On Wednesday, March 14, students across the United States participated in the National School Walkout.
The walkout honored the students lost in the mass shooting tragedy at Marjory Stoneman Douglas High School in Parkland, Florida, just one month earlier. Students walked out of their classrooms for 17 minutes, 1 minutes to honor each of the students who died in the shooting. The walkout included more than 3,000 schools across the country.
As young people from Parkland and beyond demand more gun control regulations and an end to mass shootings and needlessly lost lives, students across the country took a stand. The walkout extended beyond school walls, to Washington, D.C. protests and even a 17-minute pause in Nickelodeon’s morning programming.
We asked real teens to talk about their experience with Wednesday’s school walkout.
Everly Mag asked our teen readers: Tell us about YOUR experience with National School Walkout Day.
Jenna, 14: “I chose to walk out for the 17 [who] can’t. I chose to walk out because the word should continue to be spread all throughout the world until there is a change. When there is a decrease in school shootings I know we will have done enough finally! #NeverAgain.”
Emily, 17: “For my personal experience, [our] small school walkout was very touching because we didn’t protest for gun control. We actually had the option to walk out (into the auditorium due to safety) and stand in silence for 17 minutes to remember the 17 [students]. A lot of students did not support the walkout because of the assumption of it being about gun control. But, the ones that did walk out were very respectful as we stood in an auditorium together in silence with no teacher.”
Angie, 14: “It was such an amazing day! A great day in which change was made! I loved participating in my high school’s walkout and look forward to having several more acts of change like [we had] today.”
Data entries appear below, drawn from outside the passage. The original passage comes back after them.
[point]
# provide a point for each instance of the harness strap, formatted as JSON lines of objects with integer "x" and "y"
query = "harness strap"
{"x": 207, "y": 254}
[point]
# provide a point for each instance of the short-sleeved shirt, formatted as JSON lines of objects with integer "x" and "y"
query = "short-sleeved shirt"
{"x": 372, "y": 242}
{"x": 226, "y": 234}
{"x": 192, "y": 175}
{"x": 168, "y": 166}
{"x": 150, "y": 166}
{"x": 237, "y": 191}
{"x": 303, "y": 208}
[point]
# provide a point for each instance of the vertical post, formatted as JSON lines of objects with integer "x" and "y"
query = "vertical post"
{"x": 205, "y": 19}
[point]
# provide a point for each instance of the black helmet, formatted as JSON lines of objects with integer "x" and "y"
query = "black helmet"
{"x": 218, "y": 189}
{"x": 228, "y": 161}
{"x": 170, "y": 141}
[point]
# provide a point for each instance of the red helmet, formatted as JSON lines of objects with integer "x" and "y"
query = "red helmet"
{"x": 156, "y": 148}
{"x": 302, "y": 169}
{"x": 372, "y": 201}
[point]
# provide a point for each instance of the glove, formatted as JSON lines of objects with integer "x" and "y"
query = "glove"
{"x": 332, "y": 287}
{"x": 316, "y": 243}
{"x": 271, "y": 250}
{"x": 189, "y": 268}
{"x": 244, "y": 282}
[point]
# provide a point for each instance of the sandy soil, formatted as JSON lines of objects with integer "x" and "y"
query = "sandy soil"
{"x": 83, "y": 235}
Katherine, 15: “Instead of having a walkout, we had a sit-in, as we had nowhere to go. We ended up forming a prayer circle. After some [students] prayed, and we had a moment of silence, we spoke our minds. I personally made a speech. Then, we had an hour of remembrance later that day. I sent a letter, and came up with some ideas to make a change. The whole day we encouraged one another and talked about how we, as teenagers, could [create] a revolution.”
Elisabeth, 14: “My school (we only have 57 students) made a huge banner that said ‘Remember the Victims of the Parkland School Shooting’ and went out along the street next to our school. We held it up, stood silently, and waited for responses. Boy, we got a lot. Many of the cars that passed beeped at us, and the cars that were closest to us gave us a big thumbs-up or wave. Only two people screamed out of their cars in disapproval, but since it was a peaceful protest, we all simply continued standing tall and honoring the lives that were lost. This was the first protest I was part of and it feels so great knowing that we gained lots of attention. In this situation, the more attention, the better.”